Rosie has been a character in all three seasons of “Thurston,” a project Awad and his wife Kathryn O’Sullivan, a theater, play and communications professor at the Manassas campus of Northern Virginia Community College, produce together.
With the series set in a fictional 1880s Kansas Ozarks mining town, Awad and O’Sullivan have had challenges finding proper costumes and locations to shoot near their Reston home.
“We tend to write these things and not know how to film them,” joked Awad.
The final episode of the third season of “Thurston” will feature two characters embarking on trains, which brought Awad and his wife to the Fairfax Station Railroad Museum, housed in a restored 1854 Orange & Alexandria Railroad Station.
“Even though it’s a little later than the series is set, it’s perfect,” said Awad. “It’s close to our house and seems like a great mixing of what we’re doing and what they’re doing.”

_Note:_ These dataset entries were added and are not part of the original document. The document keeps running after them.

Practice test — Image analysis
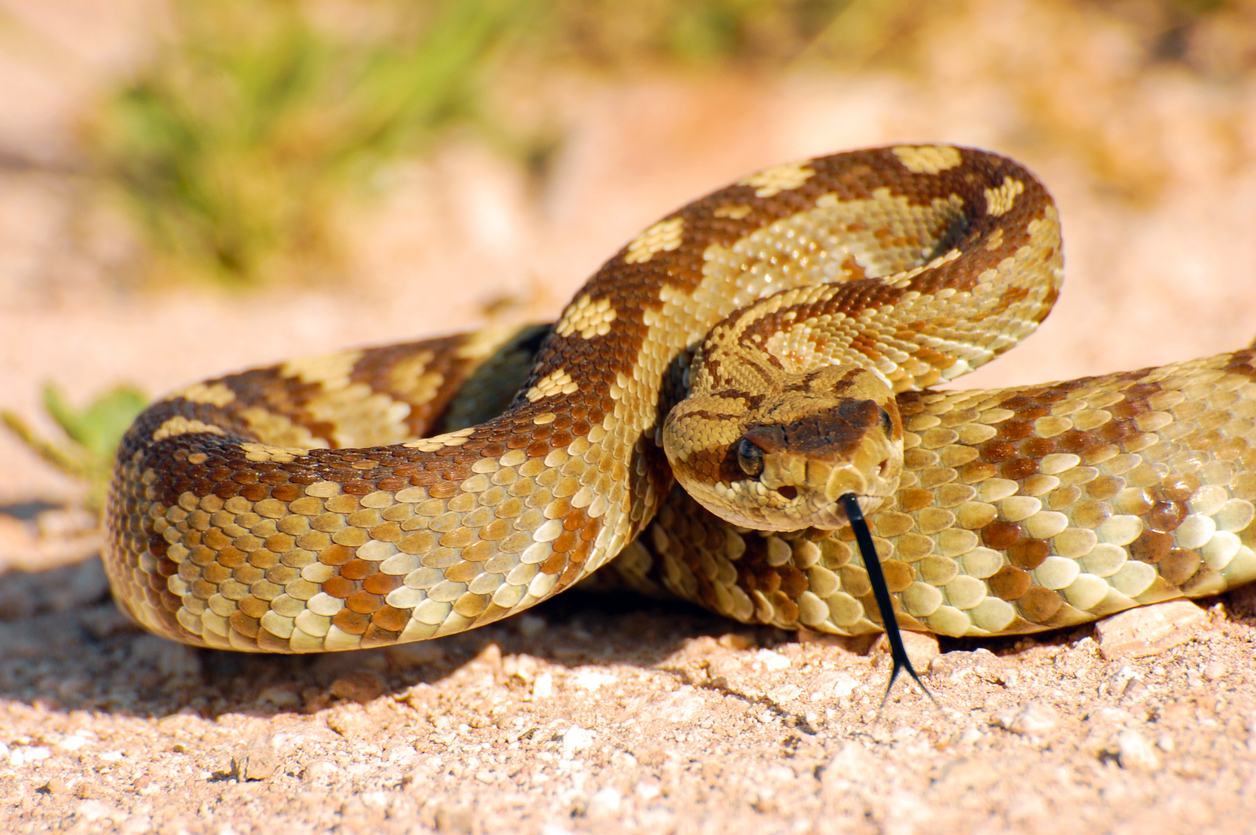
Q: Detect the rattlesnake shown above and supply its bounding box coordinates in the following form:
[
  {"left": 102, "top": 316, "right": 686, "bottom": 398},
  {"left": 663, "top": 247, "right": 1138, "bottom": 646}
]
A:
[{"left": 104, "top": 146, "right": 1256, "bottom": 652}]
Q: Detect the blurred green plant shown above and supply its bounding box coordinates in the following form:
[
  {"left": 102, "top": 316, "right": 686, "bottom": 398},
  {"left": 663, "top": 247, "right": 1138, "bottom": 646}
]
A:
[
  {"left": 88, "top": 0, "right": 849, "bottom": 286},
  {"left": 0, "top": 384, "right": 148, "bottom": 510},
  {"left": 90, "top": 0, "right": 529, "bottom": 285}
]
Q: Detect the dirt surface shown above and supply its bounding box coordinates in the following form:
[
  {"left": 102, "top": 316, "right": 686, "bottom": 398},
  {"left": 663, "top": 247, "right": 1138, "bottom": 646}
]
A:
[{"left": 7, "top": 0, "right": 1256, "bottom": 835}]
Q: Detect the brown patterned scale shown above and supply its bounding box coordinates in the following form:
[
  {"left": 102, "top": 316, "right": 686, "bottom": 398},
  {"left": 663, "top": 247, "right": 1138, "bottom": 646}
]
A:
[{"left": 106, "top": 146, "right": 1256, "bottom": 652}]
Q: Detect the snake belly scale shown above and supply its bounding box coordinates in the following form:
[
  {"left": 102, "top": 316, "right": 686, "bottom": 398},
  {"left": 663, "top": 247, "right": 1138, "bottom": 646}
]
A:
[{"left": 104, "top": 146, "right": 1256, "bottom": 652}]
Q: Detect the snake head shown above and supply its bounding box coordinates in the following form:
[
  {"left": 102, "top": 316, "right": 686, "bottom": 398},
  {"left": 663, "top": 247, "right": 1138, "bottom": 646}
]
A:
[{"left": 663, "top": 365, "right": 903, "bottom": 531}]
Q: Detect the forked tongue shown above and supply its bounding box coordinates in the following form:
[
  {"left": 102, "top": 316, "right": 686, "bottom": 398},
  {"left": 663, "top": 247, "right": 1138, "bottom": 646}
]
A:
[{"left": 839, "top": 493, "right": 942, "bottom": 712}]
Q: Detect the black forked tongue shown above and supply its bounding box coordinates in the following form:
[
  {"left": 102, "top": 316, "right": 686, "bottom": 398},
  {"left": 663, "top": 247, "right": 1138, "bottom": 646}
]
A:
[{"left": 839, "top": 493, "right": 942, "bottom": 711}]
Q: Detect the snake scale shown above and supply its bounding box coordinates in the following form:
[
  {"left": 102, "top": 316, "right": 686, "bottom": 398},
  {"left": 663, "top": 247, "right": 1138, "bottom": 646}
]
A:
[{"left": 104, "top": 146, "right": 1256, "bottom": 653}]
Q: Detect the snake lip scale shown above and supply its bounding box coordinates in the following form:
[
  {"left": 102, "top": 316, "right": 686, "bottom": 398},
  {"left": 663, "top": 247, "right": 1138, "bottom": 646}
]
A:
[{"left": 104, "top": 146, "right": 1256, "bottom": 653}]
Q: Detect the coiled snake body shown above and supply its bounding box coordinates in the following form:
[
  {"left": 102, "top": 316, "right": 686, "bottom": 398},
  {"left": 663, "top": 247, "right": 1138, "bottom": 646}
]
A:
[{"left": 104, "top": 146, "right": 1256, "bottom": 652}]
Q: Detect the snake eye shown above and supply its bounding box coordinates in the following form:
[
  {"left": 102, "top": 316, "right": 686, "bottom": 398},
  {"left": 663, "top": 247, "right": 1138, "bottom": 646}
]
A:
[
  {"left": 737, "top": 438, "right": 764, "bottom": 478},
  {"left": 877, "top": 406, "right": 894, "bottom": 436}
]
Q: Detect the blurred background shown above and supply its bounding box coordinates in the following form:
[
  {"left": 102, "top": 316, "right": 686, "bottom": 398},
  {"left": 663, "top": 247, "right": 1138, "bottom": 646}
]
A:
[{"left": 0, "top": 0, "right": 1256, "bottom": 539}]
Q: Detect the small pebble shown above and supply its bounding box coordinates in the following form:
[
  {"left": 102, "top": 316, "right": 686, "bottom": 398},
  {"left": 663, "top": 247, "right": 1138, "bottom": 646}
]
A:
[
  {"left": 1110, "top": 731, "right": 1161, "bottom": 771},
  {"left": 1095, "top": 600, "right": 1208, "bottom": 660},
  {"left": 231, "top": 740, "right": 279, "bottom": 780},
  {"left": 993, "top": 699, "right": 1060, "bottom": 736},
  {"left": 301, "top": 760, "right": 340, "bottom": 784},
  {"left": 563, "top": 725, "right": 593, "bottom": 760},
  {"left": 39, "top": 777, "right": 69, "bottom": 795}
]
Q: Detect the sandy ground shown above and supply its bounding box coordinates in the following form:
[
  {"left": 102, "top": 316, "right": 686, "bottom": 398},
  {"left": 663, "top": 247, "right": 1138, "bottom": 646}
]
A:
[{"left": 0, "top": 0, "right": 1256, "bottom": 835}]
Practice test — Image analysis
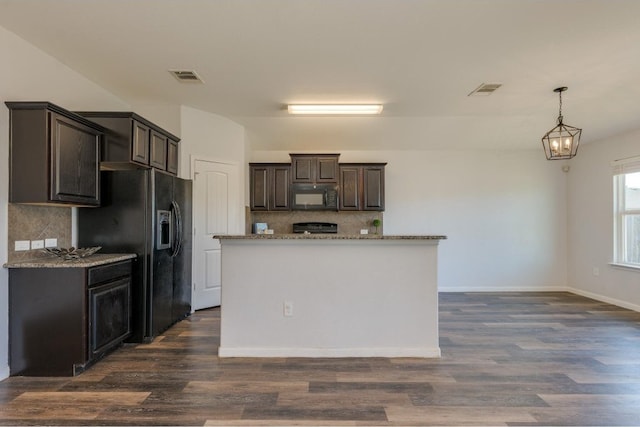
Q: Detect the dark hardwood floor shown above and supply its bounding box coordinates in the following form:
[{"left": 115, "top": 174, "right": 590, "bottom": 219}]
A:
[{"left": 0, "top": 293, "right": 640, "bottom": 426}]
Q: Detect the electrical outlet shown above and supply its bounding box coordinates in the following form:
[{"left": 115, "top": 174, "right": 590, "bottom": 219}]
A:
[
  {"left": 31, "top": 240, "right": 44, "bottom": 249},
  {"left": 14, "top": 240, "right": 31, "bottom": 251},
  {"left": 282, "top": 301, "right": 293, "bottom": 317}
]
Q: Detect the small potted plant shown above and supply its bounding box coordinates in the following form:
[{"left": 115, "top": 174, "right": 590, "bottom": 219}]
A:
[{"left": 371, "top": 218, "right": 382, "bottom": 234}]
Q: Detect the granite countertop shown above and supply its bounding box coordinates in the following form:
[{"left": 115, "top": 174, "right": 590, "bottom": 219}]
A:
[
  {"left": 213, "top": 233, "right": 447, "bottom": 240},
  {"left": 3, "top": 254, "right": 137, "bottom": 268}
]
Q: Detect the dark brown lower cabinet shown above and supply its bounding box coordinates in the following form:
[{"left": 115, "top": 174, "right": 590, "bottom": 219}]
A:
[{"left": 9, "top": 260, "right": 131, "bottom": 376}]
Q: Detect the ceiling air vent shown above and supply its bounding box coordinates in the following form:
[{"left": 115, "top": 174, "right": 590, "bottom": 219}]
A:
[
  {"left": 468, "top": 83, "right": 502, "bottom": 96},
  {"left": 169, "top": 70, "right": 204, "bottom": 83}
]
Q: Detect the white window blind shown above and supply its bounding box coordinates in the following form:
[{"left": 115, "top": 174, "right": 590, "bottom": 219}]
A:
[{"left": 611, "top": 156, "right": 640, "bottom": 175}]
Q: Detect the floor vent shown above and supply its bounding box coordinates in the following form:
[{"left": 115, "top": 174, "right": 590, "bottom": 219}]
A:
[
  {"left": 468, "top": 83, "right": 502, "bottom": 96},
  {"left": 169, "top": 70, "right": 204, "bottom": 83}
]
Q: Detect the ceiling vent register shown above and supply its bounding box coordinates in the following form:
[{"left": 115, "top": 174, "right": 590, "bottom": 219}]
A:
[
  {"left": 468, "top": 83, "right": 502, "bottom": 96},
  {"left": 169, "top": 70, "right": 204, "bottom": 83}
]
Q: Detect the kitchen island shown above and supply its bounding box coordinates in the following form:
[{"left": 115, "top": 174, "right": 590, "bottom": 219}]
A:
[{"left": 214, "top": 234, "right": 446, "bottom": 357}]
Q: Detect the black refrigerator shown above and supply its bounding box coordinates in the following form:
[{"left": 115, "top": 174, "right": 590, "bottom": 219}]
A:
[{"left": 78, "top": 169, "right": 192, "bottom": 342}]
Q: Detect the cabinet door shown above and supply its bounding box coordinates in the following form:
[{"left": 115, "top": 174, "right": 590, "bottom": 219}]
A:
[
  {"left": 315, "top": 156, "right": 338, "bottom": 182},
  {"left": 291, "top": 156, "right": 316, "bottom": 182},
  {"left": 249, "top": 166, "right": 269, "bottom": 211},
  {"left": 167, "top": 139, "right": 178, "bottom": 175},
  {"left": 50, "top": 113, "right": 101, "bottom": 206},
  {"left": 340, "top": 166, "right": 362, "bottom": 211},
  {"left": 362, "top": 166, "right": 384, "bottom": 211},
  {"left": 269, "top": 166, "right": 291, "bottom": 211},
  {"left": 149, "top": 130, "right": 168, "bottom": 170},
  {"left": 131, "top": 120, "right": 151, "bottom": 165},
  {"left": 89, "top": 277, "right": 131, "bottom": 356}
]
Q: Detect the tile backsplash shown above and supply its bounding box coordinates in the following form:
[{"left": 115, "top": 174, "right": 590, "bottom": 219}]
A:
[
  {"left": 247, "top": 211, "right": 384, "bottom": 234},
  {"left": 7, "top": 203, "right": 71, "bottom": 262}
]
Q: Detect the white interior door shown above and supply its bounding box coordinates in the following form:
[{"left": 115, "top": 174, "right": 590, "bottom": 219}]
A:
[{"left": 191, "top": 160, "right": 240, "bottom": 310}]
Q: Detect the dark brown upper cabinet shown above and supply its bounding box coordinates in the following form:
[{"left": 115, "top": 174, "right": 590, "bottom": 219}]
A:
[
  {"left": 149, "top": 130, "right": 169, "bottom": 170},
  {"left": 249, "top": 163, "right": 291, "bottom": 211},
  {"left": 290, "top": 154, "right": 340, "bottom": 183},
  {"left": 78, "top": 111, "right": 180, "bottom": 175},
  {"left": 340, "top": 163, "right": 386, "bottom": 211},
  {"left": 6, "top": 102, "right": 104, "bottom": 206}
]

“We’re trying to find ways to help community and provide facilities available in reasonable condition,” said Michael Chinworth, vice president of the Friends of the Fairfax Station Railroad Museum. “We want people to use it, to show it off, and help elevate historical awareness in the area.”
Filming for the episode will take place in and outside the museum on Oct. 26 from 4-6:30 p.m. and is open to the public. The museum will be open that day from 1-4 p.m.
The Fairfax Station Railroad Museum is located at 11200 Fairfax Station Road in Fairfax Station. Admission is free for children under 5 and Museum members; $2 for children ages 5-15; $4 for adults 16 and older.